2. Collaboration and License Agreements with Merck & Co., Inc.

In July 2007, the Company entered into a collaboration agreement with Merck & Co., Inc., or Merck, for the joint global development, manufacture and commercialization of ridaforolimus, the Company’s investigational oral mTOR inhibitor, for use in cancer (the “Collaboration Agreement”). In May 2010, the Company entered into an amended and restated agreement with Merck for ridaforolimus (the “License Agreement”), which replaced the Collaboration Agreement. These agreements are described below.

The Collaboration Agreement (July 2007 to May 2010)

Under the terms of the Collaboration Agreement, as in effect until May 4, 2010, Merck and the Company were conducting a broad-based development program for the use of ridaforolimus in multiple types of cancer. Each party funded 50 percent of global development costs incurred. Under the terms of the Collaboration Agreement, Merck paid the Company an initial up-front payment of $75 million in July 2007 and milestone payments of $53.5 million through May 4, 2010, based on the achievement of specified clinical and regulatory events.

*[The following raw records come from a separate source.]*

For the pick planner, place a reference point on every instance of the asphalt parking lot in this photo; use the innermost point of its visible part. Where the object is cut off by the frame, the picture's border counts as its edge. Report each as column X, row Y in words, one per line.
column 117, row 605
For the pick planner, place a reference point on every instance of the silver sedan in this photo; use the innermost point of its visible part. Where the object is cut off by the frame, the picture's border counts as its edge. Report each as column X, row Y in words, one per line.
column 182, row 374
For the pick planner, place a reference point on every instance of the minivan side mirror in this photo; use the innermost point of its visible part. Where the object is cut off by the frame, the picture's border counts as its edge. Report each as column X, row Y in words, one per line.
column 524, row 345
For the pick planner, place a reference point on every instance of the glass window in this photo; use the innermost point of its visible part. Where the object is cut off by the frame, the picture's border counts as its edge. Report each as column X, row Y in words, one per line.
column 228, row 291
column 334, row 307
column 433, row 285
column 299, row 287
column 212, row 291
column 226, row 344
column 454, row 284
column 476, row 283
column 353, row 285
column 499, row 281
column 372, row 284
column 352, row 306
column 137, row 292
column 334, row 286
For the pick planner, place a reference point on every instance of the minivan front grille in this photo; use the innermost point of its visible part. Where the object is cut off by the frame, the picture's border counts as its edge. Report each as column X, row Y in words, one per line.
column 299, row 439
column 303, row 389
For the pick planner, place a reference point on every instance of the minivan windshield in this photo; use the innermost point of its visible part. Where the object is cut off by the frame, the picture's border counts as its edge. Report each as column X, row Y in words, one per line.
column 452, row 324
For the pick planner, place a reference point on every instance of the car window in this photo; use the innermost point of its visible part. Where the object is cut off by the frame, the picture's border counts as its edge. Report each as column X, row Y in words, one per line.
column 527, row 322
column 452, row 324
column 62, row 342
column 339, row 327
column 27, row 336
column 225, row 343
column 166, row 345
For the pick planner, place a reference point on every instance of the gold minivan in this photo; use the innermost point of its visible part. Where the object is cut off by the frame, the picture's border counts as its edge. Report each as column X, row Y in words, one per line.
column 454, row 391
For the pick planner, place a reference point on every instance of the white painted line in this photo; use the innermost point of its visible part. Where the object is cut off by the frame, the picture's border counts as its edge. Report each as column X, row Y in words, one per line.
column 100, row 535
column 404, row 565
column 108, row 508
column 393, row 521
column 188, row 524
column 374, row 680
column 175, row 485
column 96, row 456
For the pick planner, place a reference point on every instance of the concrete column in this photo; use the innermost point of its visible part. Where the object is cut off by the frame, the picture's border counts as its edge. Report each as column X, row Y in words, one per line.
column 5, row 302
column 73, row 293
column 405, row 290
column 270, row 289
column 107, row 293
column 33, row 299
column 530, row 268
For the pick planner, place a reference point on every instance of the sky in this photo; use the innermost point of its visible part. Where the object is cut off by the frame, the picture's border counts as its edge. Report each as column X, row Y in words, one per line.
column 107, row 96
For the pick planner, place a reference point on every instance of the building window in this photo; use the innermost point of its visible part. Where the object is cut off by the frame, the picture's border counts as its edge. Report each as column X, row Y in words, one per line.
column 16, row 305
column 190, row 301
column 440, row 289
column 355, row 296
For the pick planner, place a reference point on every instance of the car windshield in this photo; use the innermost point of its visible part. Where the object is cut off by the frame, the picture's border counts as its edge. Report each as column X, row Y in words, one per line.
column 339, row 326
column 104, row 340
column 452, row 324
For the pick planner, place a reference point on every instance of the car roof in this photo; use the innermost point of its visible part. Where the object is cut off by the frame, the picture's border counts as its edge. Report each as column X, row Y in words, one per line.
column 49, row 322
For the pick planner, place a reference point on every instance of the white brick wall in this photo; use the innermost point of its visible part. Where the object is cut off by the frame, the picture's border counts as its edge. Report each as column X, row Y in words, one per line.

The License Agreement (May 2010 to present)

Under the terms of the License Agreement, the Company granted Merck an exclusive license to develop, manufacture and commercialize ridaforolimus in oncology, and Merck assumed full responsibility for all activities related to the development, manufacture and commercialization of ridaforolimus and agreed to fund 100 percent of all ridaforolimus costs incurred after January 1, 2010. The License Agreement provided that Merck would develop ridaforolimus in multiple oncology indications. If ridaforolimus received regulatory approval, Merck would be responsible for selling ridaforolimus worldwide, and would pay the Company tiered double-digit royalties on global net sales.

Under the License Agreement, in 2010 Merck paid the Company an initial up-front fee of $50 million and approximately $12.8 million for its share of costs incurred in the period from January 1, 2010 to May 4, 2010 related to development, manufacture and commercial activities for ridaforolimus in accordance with the cost-sharing provisions of the Collaboration Agreement as in effect during that period. In addition, in 2011, Merck paid the Company a $25 million milestone payment for the acceptance of the marketing authorization application in Europe for the sarcoma indication, which was subsequently withdrawn by Merck in November 2012.

 

For the years ended December 31, 2013, 2012 and 2011, the Company recorded service revenue of approximately $27,000, $44,000 and $111,000, respectively. The cost of such services is reflected in operating expenses in the year in which they were incurred. License revenue that is not related to the Merck arrangement is not material in any of the years presented.

On February 20, 2014, the Company received notice from Merck that it is terminating the license agreement. Per the terms of the license agreement, this termination will become effective nine months from the date of the notice at which time all rights to ridaforolimus in oncology licensed to Merck will be returned to the Company.